Los ocho meses largos transcurridos, sin embargo, han tenido un cierto coste de oportunidad. Hubiera dado tiempo para estudiar en profundidad si el diseño actual del SMI se corresponde con una sociedad económica muy compleja que, además, está articulada en territorios muy diferentes. Como le gusta decir al presidente de la CEOE, 1.000 euros no son lo mismo en Extremadura que en Madrid, lo que explica que muchos expertos han propuesto tener en cuenta la capacidad de compra. Es decir, una especie de SMI ‘a la carta’ en función del poder adquisitivo de los territorios, lo que incluso podría favorecer una cierta convergencia entre regiones, ya que las más ‘baratas’ podrían tener una ventaja competitiva respecto de las más caras, como sucede en el comercio global. La cara amarga es que sus habitantes estarían condenados a ser más pobres que el resto, lo que rompería la cohesión territorial.
No solo eso. En algunos países, y para no penalizar a los más jóvenes, cuya inserción laboral es más difícil, el salario mínimo de entrada es menor, pero cumplida una cierta antigüedad en la empresa se normaliza. En España, hasta el final de los años noventa, se discriminaba por la edad (hasta los 18 años se cobraba menos), pero entonces se cambió la ley, lo que para algunos especialistas puede explicar, en parte, las altas tasas de empleo juvenil. La negociación colectiva está, precisamente, para resolver estos desajustes.
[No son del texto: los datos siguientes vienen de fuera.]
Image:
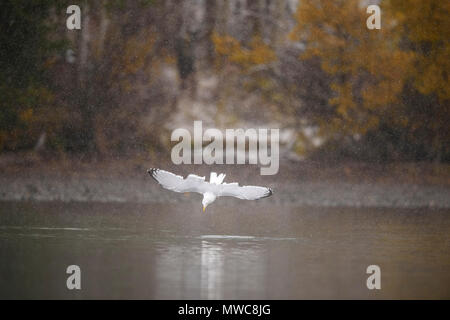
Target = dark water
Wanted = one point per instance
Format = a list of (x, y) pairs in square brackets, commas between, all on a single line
[(250, 251)]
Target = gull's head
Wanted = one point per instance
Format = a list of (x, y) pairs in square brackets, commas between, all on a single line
[(208, 198)]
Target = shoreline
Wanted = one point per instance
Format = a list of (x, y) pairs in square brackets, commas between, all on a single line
[(356, 185)]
España, hay que recordarlo, ratificó el convenio de la OIT sobre salarios mínimos en abril de 1930, no fue un invento del franquismo, como muchos creen, lo que da idea de que se trata de un asunto que viene de lejos. En los últimos años, incluso, algunos países como Reino Unido, Alemania o Irlanda se han incorporado a la lista, inaugurada por Nueva Zelanda hace más de un siglo. Países de larga tradición liberal y de desregulaciones en el mercado laboral, como EEUU, también lo tienen. Pero lo adaptan en función de las circunstancias económicas. No es el caso de España, con un diseño de SMI completamente obsoleto.